REPUBLIKA.CO.ID, JAKARTA -- Direktur Eksekutif Komite Penghapusan Bensin Bertimbal Ahmad Safrudin menyatakan infeksi saluran pernafasan akut, asma, pneumonia hingga jantung koroner adalah penyakit yang diakibatkan dari udara yang tercemar.
"Kalau pagi-pagi kita bersin-bersin, ingus keluar terus itu bukan flu tetapi karena pencemaran udara," kata dia, Senin (14/1). Tak hanya itu polusi yang masuk ke pembuluh darah juga dapat menyebabkan jantung koroner.
Sementara itu ahli pencemaran udara dan lingkungan ITB Driejana mengatakan pencemaran udara dapat diukur dari kandungan PM 2.5, PM 10 dan ozone.
Paparan ozone dalam jangka panjang dapat menyebabkan penyakit kardiovaskular, masalah reproduksi dan masalah perkembangan. "Masalah perkembangan di sini terkait dengan tumbuh kembang anak," kata Driejana.

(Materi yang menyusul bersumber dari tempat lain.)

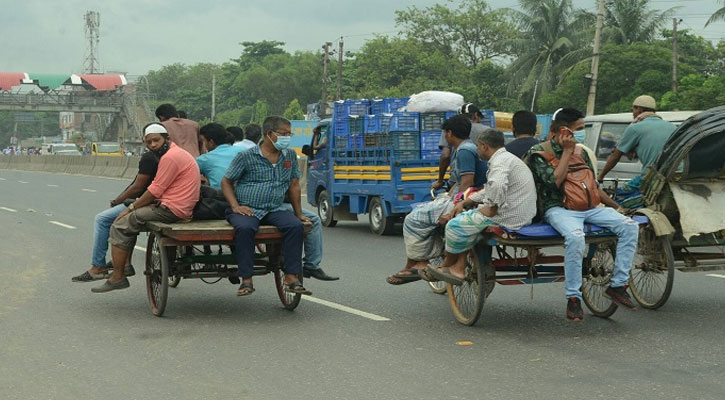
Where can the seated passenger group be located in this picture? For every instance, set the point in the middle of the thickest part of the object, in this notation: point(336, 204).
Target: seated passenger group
point(559, 171)
point(259, 182)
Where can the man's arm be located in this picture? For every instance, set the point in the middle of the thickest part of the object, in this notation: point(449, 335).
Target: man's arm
point(137, 188)
point(612, 160)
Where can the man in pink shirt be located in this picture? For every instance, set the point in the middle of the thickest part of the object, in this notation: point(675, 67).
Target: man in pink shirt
point(171, 197)
point(182, 131)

Polusi secara tidak disadari berdampak pada meningkatnya penyakit-penyakit tidak menular atau (katastropik) seperti kanker. Secara tidak langsung, masyarakat yang sakit akan membebani negara. Untuk itu mereka meminta adanya langkah serius untuk melakukan pengawasan dan pengelolaan pencemaran udara.

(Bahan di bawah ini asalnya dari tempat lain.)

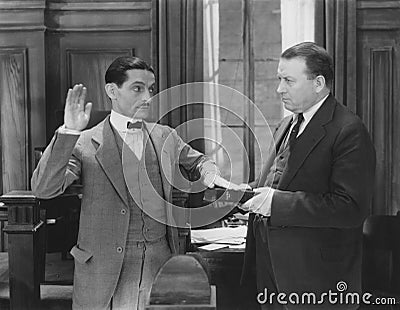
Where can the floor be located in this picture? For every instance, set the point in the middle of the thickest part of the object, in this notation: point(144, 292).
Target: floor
point(56, 294)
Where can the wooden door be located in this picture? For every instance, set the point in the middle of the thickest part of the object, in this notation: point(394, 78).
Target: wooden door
point(378, 52)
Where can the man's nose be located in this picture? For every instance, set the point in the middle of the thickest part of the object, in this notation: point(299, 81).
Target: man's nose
point(280, 88)
point(146, 95)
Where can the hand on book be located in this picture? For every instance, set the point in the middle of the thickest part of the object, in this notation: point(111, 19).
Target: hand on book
point(260, 203)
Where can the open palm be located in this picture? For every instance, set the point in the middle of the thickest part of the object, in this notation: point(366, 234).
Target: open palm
point(77, 112)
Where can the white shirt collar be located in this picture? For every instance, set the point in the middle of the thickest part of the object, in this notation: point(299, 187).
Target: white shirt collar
point(120, 122)
point(308, 114)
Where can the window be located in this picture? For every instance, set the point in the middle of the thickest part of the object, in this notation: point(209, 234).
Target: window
point(243, 40)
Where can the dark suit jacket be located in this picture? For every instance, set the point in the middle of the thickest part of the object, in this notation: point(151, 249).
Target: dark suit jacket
point(321, 201)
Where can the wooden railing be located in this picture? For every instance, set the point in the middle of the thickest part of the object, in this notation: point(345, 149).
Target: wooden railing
point(26, 244)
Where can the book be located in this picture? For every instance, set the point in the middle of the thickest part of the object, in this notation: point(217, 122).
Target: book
point(228, 195)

Pendiri Thamrin School of Climate and Sustainability Jala mengatakan pengawasan dapat dilakukan dengan pemeriksaan emisi gas kendaraan secara berkala. Kemudian melakukan pemantauan polusi udara pada sektor industri.
Pemerintah juga harus merevisi Peraturan Pemerintah No. 41 Tahun 1999 tentang Pengendalian Pencemaran Udara. Serta Peraturan Mentari Lingkungan Hidup No.21 Tahun 2008 tentang Baku Mutu Emisi Tidak Bergerak Bagi Usaha dan/atau Kegiatan Pembangkit Tenaga Listrik Termal (Peraturan Menteri LH No. 21 Tahun 2008).
Instrumen pengendalian pencemaran udara yang baru dari revisi kebijakan tersebut diharapkan bisa menekan pencemaran udara di Jakarta dan daerah lainnya.
Namun sayangnya agenda perubahan kebijakan pengendalian pencemaran udara ini, belum terlihat kelanjutannya di level nasional.